Input buffers often use a CMOS inverter. An example of a conventional inverter gate type input buffer is shown in FIG. 1. A nominal supply voltage is used at the input stage. The trip point of the input buffer depends on the supply voltage as well as temperature and process skew. Variations in the supply voltage, temperature or process skew can increase the trip point which can result in an increase in the propagation delay on the input signal rising edge and a decrease in the propagation delay on the input signal falling edge. If the signal has to be clocked into a register, this variation in propagation delay will affect the set up and hold times to the register. In particular if the propagation delay is increased the register will take longer to set up. Higher frequency applications typically have to meet tighter set up and hold specifications than lower frequency applications. For example, this is true for cache RAM which must meet increasingly tighter set up and hold specifications for the latest microprocessor applications.

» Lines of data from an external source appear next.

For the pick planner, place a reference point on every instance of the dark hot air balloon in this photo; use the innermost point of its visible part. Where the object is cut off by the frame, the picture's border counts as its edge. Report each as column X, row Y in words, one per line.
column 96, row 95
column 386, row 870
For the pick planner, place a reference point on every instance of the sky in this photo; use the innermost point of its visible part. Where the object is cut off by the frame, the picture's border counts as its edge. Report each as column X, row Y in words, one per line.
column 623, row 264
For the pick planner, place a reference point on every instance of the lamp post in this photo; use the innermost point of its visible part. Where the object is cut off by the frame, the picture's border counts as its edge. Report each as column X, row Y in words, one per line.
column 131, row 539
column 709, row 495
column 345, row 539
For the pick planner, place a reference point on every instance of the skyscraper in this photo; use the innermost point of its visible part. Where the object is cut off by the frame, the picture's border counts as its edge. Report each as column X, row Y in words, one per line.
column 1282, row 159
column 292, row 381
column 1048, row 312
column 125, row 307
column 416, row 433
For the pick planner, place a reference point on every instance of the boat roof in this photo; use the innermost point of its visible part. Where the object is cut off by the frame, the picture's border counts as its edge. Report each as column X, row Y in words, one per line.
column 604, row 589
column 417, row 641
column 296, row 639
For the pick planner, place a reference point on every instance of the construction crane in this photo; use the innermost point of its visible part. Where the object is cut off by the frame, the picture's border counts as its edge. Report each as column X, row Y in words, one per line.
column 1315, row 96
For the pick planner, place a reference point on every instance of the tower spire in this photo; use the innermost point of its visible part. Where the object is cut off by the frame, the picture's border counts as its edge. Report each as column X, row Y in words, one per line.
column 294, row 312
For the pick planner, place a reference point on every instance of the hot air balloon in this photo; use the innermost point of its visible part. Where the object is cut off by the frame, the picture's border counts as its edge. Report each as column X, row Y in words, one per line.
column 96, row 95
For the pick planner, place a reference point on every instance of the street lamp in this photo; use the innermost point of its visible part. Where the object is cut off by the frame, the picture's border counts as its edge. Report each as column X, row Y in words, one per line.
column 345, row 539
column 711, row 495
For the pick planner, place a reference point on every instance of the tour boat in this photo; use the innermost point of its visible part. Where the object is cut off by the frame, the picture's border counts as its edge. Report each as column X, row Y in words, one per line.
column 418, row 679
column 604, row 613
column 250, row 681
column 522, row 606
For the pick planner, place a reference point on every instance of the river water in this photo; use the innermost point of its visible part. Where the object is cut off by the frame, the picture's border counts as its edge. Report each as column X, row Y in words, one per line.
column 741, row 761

One proposed solution is to provide a reference voltage to stabilize the trip point of the input buffer so that it is not sensitive to variations in supply voltage, temperature or process skew. An example of a suitable circuit is shown in FIG. 2. A CMOS reference voltage source (not shown) is used which is designed to reject variations in the supply voltage (Vcc), temperature and process skew. The reference voltage source generates a reference voltage (Vref) which is supplied to a reference branch of the input buffer, as will be described in detail below.
The voltage referenced input buffer comprises an input branch 21 and a reference branch 22. Transistor 23 and transistor 24 of the reference branch 22 form an inverter with its input voltage fixed by the reference voltage Vref. Transistor 25 is diode connected and derives a control signal for a PMOS transistor 26 within the input branch 21. By design, transistor 23 and transistor 24 of the reference branch 22 are kept in the saturated region throughout the range of the supply voltage. This ensures that the reference branch trip point is determined solely by the reference voltage. The current in the input branch 21 is set by a loop consisting of transistor 23, transistor 25, transistor 26 and transistor 27 to be a scaled-up copy of the current in the reference branch 22, provided the input voltage equals the reference voltage. The circuit's symmetry ensures that transistor 27 and transistor 28 within the input branch 21 also operate in the saturated region, just like the corresponding components transistor 23 and transistor 24 within the reference branch 22. Accordingly, the trip point of the input branch 21 is constrained by the reference voltage, irrespective of changes in the supply voltage. The output of the input branch is drawn from a node between PMOS transistor 26 and NMOS transistor 28. This configuration can be seen as a differential-type input stage which compares the supply voltage with a reference voltage and rejects undesirable variations in the supply voltage.
The main benefit of such an input buffer is that it provides a stable trip point, thus allowing set up and hold specifications to be met with better margins. However, the voltage reference generator associated with such an input buffer draws a large standby current (I.sub.sb), which is undesirable.
Our co-pending U.S. patent application with Ser. No. 08/874,006, now U.S. Pat. No. 5,848,014, the contents of which which are incorporated herein by reference, discloses a controllable sleep/power-down mode for a input buffer. This enables an input buffer to exist in a state in which it draws no standby current when it is not reading or writing data from or into a memory device.